However, since chitosan alone is insufficiently strong to support cell growth, a method of enhancing its mechanical strength is needed. Most of the numerous studies of direct applications of chitosan in 3D scaffolds have focused on blending 3D composite scaffolds with other materials for permanent implantation in the human body [2, 3]. Chitosan has been chemically modified for use in 3D scaffolds such as chitosan hydrogels, chitosan sponges, and 2D scaffolds such as chitosan films, nanofiber membranes, by way of sulfonation, phosphorylation, quaternization, and cross-linking methods [4–11]. However, this study is the first to apply a grafting method in a 3D scaffold.

Another biodegradable polymer used in tissue engineering is PVA. Production methods include chemical synthesis [1, 2], melt-molding particulate-leaching [3], freeze-drying [12–15], and electrospinning to form nanofibrous scaffolds [16, 17]. Therefore, the goal of this study was to exploit an existing, inexpensive, and biodegradable material to form a 3D scaffold for use in regenerative medicine. Because PVA is easy to obtain and highly biodegradable and biocompatible, PVA and chitosan are considered herein. Chitosan and PVA both are biodegradable, biocompatible, and easy to obtain. No complex or expensive equipment is needed. In fact, a chemical grafting method can be used to form the 3D scaffold and to improve its mechanical properties and formation. This study elucidated the structural changes in this material, including its swelling, formation, mechanical properties, biodegradability, and porosity. Finally, NIH3T3 fibroblasts cells were transplanted and cultivated to form a 3D scaffold. The potential use of the material for tissue engineering was then evaluated.

2. Materials and Methods

2.1. Materials

2.1.1. Materials

Poly(vinyl alcohol) (PVA) was purchased from Sigma-Aldrich, average molecular weight (Mw) 85,000–124,000 g/mol, 87–89%, and was hydrolyzed and used without further treatment or purification. Chitosan [poly(β-(1-4)-2-amino-2-deoxy-D-glucopyranose)] (75% degree of deacetylation) and formaldehyde were obtained from the Sigma-Aldrich. Sulfuric acid (H₂SO₄) was purchased from The First Chemical Company. All materials and chemicals were used as acquired with no further processing.

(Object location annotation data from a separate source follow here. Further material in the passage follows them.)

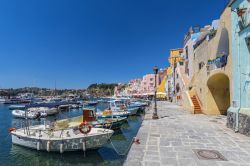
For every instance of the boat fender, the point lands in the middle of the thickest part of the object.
(61, 147)
(84, 146)
(12, 129)
(48, 146)
(84, 128)
(38, 146)
(136, 141)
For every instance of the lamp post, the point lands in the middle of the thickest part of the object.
(155, 116)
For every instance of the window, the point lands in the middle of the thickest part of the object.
(248, 43)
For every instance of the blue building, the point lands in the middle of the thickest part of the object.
(239, 112)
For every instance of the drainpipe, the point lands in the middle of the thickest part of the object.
(239, 66)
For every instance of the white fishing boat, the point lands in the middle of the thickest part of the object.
(61, 137)
(132, 110)
(17, 107)
(47, 110)
(2, 100)
(74, 106)
(21, 114)
(120, 106)
(112, 114)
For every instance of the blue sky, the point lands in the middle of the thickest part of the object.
(79, 42)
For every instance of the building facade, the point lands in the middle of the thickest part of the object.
(239, 112)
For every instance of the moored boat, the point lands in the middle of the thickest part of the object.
(21, 114)
(47, 110)
(61, 137)
(17, 107)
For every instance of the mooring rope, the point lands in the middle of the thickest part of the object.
(125, 152)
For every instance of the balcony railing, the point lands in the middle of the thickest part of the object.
(217, 63)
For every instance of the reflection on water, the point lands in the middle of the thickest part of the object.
(16, 155)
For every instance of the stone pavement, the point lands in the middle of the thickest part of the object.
(173, 139)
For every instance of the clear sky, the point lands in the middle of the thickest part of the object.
(79, 42)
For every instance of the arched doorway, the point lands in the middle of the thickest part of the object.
(218, 85)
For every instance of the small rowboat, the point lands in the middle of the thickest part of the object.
(44, 138)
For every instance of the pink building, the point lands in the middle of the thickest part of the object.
(148, 84)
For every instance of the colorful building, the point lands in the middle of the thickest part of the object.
(239, 111)
(209, 90)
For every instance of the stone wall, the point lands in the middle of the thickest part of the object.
(244, 124)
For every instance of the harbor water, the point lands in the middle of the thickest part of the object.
(13, 155)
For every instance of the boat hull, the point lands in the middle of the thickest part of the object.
(76, 144)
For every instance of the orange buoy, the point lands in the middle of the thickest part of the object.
(137, 141)
(11, 129)
(85, 128)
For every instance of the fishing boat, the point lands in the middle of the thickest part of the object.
(21, 114)
(111, 114)
(74, 106)
(2, 99)
(47, 110)
(121, 106)
(61, 137)
(110, 123)
(17, 107)
(132, 110)
(91, 103)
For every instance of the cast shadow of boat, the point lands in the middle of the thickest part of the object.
(25, 156)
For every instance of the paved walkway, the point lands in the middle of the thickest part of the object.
(173, 139)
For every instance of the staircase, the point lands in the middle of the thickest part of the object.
(197, 107)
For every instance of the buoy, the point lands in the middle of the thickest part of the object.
(84, 146)
(38, 146)
(61, 147)
(48, 146)
(136, 140)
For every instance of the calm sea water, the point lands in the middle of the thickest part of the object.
(16, 155)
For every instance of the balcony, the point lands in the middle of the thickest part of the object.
(217, 63)
(243, 17)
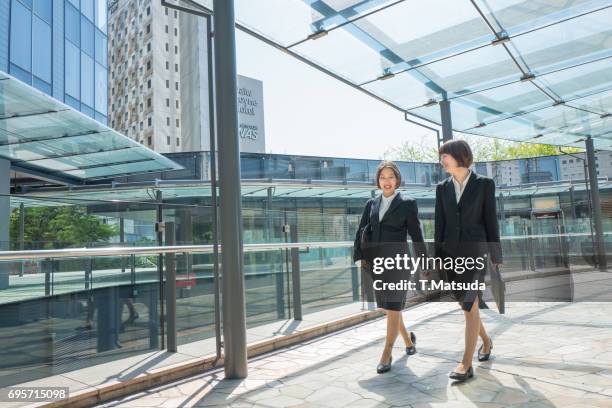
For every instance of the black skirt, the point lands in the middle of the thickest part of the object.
(466, 276)
(388, 284)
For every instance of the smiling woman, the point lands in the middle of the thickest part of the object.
(389, 219)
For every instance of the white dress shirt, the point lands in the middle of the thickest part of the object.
(385, 202)
(384, 205)
(460, 187)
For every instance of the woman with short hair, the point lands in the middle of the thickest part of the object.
(385, 224)
(466, 226)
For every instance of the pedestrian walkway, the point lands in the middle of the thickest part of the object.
(545, 354)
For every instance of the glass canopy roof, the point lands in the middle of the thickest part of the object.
(524, 70)
(146, 194)
(39, 133)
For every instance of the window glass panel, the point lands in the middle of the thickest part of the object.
(87, 79)
(87, 8)
(73, 24)
(72, 70)
(101, 89)
(101, 15)
(41, 85)
(101, 48)
(41, 49)
(87, 36)
(21, 36)
(43, 9)
(20, 74)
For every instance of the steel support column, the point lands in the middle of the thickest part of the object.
(234, 319)
(595, 205)
(445, 118)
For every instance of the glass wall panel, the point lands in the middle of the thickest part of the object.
(101, 89)
(41, 49)
(72, 70)
(21, 36)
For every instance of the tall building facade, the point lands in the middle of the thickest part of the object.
(144, 55)
(60, 48)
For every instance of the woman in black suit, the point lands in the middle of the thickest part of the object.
(466, 226)
(387, 220)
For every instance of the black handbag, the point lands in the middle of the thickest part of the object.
(365, 237)
(498, 288)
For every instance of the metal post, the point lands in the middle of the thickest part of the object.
(170, 289)
(213, 181)
(295, 276)
(21, 234)
(160, 266)
(122, 239)
(596, 205)
(445, 118)
(5, 214)
(572, 202)
(234, 318)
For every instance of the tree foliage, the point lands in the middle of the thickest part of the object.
(60, 227)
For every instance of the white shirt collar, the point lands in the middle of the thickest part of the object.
(460, 187)
(390, 198)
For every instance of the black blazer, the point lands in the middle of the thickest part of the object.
(400, 220)
(472, 220)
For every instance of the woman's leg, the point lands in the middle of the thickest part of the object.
(403, 331)
(472, 328)
(393, 317)
(486, 341)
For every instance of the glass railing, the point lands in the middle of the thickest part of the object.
(71, 308)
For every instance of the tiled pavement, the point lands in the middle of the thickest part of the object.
(545, 354)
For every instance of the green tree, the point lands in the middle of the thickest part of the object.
(60, 227)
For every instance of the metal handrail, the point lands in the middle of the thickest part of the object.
(122, 251)
(203, 249)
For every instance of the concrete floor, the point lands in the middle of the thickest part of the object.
(545, 355)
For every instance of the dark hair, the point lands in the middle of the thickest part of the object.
(387, 164)
(459, 150)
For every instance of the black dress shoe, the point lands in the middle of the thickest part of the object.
(412, 349)
(462, 376)
(383, 368)
(485, 356)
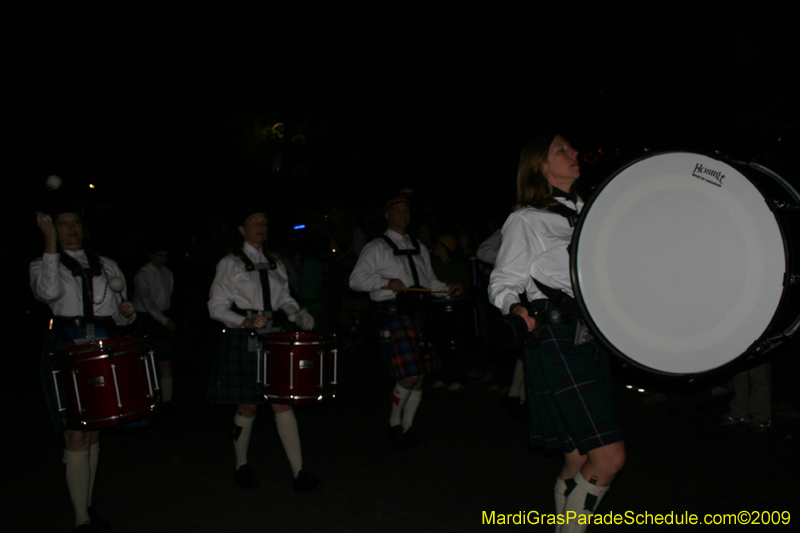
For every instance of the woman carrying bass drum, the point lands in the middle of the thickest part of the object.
(569, 384)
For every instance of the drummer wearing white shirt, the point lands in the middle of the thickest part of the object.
(54, 284)
(237, 301)
(384, 274)
(569, 384)
(152, 296)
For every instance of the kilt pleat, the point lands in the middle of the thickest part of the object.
(406, 355)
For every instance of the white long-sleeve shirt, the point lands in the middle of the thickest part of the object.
(534, 244)
(54, 284)
(153, 291)
(377, 265)
(488, 249)
(234, 284)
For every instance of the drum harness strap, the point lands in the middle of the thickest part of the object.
(559, 297)
(86, 275)
(263, 274)
(410, 253)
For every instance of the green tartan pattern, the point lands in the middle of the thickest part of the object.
(569, 393)
(233, 376)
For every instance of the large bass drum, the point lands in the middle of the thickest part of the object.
(684, 262)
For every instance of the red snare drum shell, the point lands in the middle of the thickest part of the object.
(105, 383)
(299, 367)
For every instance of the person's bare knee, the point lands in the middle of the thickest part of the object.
(248, 411)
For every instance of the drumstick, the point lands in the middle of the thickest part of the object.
(387, 288)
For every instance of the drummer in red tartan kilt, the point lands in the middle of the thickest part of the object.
(387, 267)
(249, 294)
(569, 381)
(74, 282)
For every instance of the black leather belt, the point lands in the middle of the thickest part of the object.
(554, 316)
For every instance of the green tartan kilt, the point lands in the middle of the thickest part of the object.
(569, 392)
(233, 376)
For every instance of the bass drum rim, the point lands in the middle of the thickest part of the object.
(766, 338)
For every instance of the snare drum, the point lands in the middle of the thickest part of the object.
(684, 262)
(105, 383)
(298, 367)
(450, 323)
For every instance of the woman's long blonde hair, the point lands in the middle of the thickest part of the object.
(533, 189)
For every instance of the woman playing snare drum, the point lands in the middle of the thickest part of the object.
(60, 278)
(240, 301)
(569, 385)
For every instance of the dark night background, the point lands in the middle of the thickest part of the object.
(161, 109)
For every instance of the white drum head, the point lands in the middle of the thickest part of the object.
(679, 263)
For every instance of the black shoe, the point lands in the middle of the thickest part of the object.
(245, 477)
(306, 482)
(100, 523)
(410, 437)
(396, 438)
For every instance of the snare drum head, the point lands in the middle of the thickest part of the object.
(679, 263)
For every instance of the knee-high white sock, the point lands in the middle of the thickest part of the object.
(166, 389)
(560, 491)
(78, 483)
(94, 458)
(243, 426)
(290, 437)
(399, 398)
(410, 408)
(583, 499)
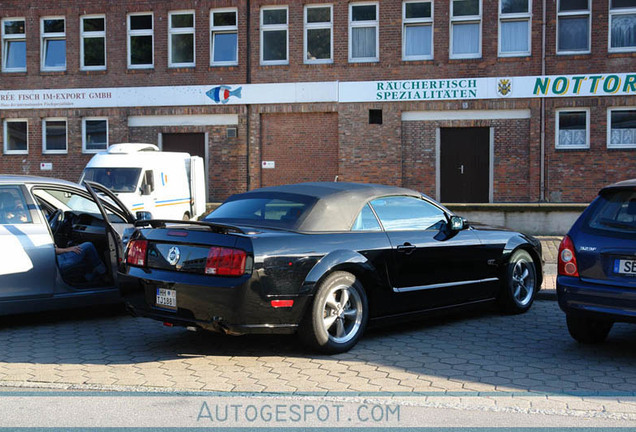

2.1.2. Preparation of 3D Scaffold

The chitosan powder (0.25, 0.5, and 0.75 g) (name: CH25, CH50, and CH75) was separately dissolved in 1% acetic acid (20 mL) at room temperature. The PVA (4 g) was dissolved completely in RO water (20 mL) by heating. The chitosan solution was added to the PVA solution and mixed uniformly with a homogenizer at 300 rpm and at 90°C for 30 minutes until the mixture was in a colloidal state. After adding H₂SO₄ (10 mL) and formaldehyde (5 mL) and stirring, the sample was cooled to room temperature. Finally, the sample was poured into a tube and heated in an oven at 60°C for 50 minutes. The 3D scaffold was washed with water to remove residual agents.

2.2. Methods

2.2.1. SEM Analysis

A field emission scanning electron microscope (FE-SEM Hitachi-4700, Japan) was used for morphological study of the 3D scaffold. The blank sample was completely dried and then fastened to a copper base with conductive tape. After plating with platinum in a vacuum deposition machine, the sample was placed on the sample base of the FE-SEM for observation under an accelerating voltage of 10 kV at a working distance (WD) of 15 mm. All enzyme-degraded samples were photographed after the treatment processes. The 3D scaffold sample with the cultured cells was dehydrated in a paraformaldehyde solution for 12 hours. The dehydrated sample was then freeze-dried, and the surface of the sample was analyzed by energy dispersive spectroscopy (EDS) (HORIBA, Japan).

2.2.2. FT-IR Analysis

The specific chemical groups of the graft scaffolds were analyzed with FT-IR (Perkin Elmer FT-IR Spectrum One, USA). The PVA, chitosan, and grafted PVA-g-chitosan 3D scaffold were dehydrated in an oven and then analyzed by FT-IR (powder was using KBr and solid was using ATR method). The 400 cm⁻¹–4000 cm⁻¹ spectrum was scanned and recorded to identify the effects of the above process on functional groups in the PVA-g-chitosan 3D scaffolds.

2.2.3. Compression Strength Test

The mechanical properties of PVA-g-chitosan 3D scaffolds on the wetting state were examined by measuring compression strength (Shimadzu EZ tensile, Japan) under JIS K7181 (ASTM 695, ISO 604). During the compressive strength tests, stress and strain responses were also monitored.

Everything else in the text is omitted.